By December 23, 1869, Bruce had resigned as President and Riel took over.  Certainly there was no allegiance by Bruce to Riel.  But let us look at the rest of the story about the Bruce letter.

In 1869, Charles Boulton was part of a survey party sent to the Red River Settlement. On the orders of survey party leader, John Stoughton Dennis, he organized a group of volunteers to try to put down an uprising by Riel.  Scott was one of his volunteers.  When 50 of Boulton’s group were captured and imprisoned by Riel, he (Boulton) left the settlement and went to Portage la Prairie. Boulton met some people who had escaped from Riel and led an attempt to free the remaining captives. They were taken captive by Riel’s Métis. Boulton was later released and returned to Ontario.  If Riel was so brutal, why was Boulton released unharmed?

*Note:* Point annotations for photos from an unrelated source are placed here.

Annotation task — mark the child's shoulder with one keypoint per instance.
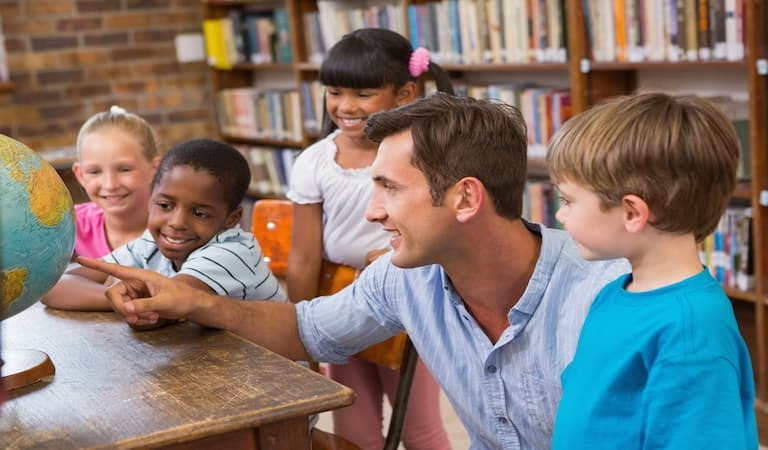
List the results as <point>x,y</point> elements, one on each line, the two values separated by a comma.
<point>88,209</point>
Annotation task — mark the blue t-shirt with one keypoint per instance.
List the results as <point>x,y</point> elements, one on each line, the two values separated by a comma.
<point>662,369</point>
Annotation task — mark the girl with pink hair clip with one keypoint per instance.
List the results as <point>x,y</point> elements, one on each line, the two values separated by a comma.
<point>367,71</point>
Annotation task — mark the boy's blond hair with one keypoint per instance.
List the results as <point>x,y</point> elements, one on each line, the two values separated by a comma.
<point>678,153</point>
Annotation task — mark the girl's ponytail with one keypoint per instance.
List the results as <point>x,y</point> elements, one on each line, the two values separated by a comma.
<point>420,63</point>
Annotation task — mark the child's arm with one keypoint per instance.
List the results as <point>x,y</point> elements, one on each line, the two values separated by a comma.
<point>79,289</point>
<point>306,255</point>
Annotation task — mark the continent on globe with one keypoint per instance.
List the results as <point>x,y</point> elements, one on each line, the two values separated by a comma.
<point>11,285</point>
<point>37,226</point>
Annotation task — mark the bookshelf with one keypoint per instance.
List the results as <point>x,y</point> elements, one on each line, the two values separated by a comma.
<point>591,77</point>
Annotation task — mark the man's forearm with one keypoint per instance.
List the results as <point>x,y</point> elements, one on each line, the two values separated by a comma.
<point>270,324</point>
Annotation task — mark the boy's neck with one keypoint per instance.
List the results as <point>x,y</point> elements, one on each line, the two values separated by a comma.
<point>666,259</point>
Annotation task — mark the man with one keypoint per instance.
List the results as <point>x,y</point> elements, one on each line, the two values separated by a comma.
<point>492,303</point>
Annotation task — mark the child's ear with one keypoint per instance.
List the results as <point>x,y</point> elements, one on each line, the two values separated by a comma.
<point>635,212</point>
<point>234,217</point>
<point>78,171</point>
<point>407,94</point>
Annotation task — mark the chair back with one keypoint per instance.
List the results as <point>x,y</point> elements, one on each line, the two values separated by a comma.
<point>271,224</point>
<point>271,221</point>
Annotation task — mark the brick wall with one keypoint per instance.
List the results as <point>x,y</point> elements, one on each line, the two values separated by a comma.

In his recall of the events in the Red River, Memoirs of the North West Rebellions, Boulton cites Bruce’s letter.  This is when the letter came to light.  Bruce had not sent the letter to the Ottawa newspaper.   The newspaper was reporting from Boulton’s book.  The predominantly Orange population in Ontario hated Riel.  And what better way to foment this hatred than to sensationalize the death of Scott.

I am not saying that is the way things went down back in 1870, but I am not so naive that I accept either Boulton nor Bruce’s accounts of the death of Scott at face value.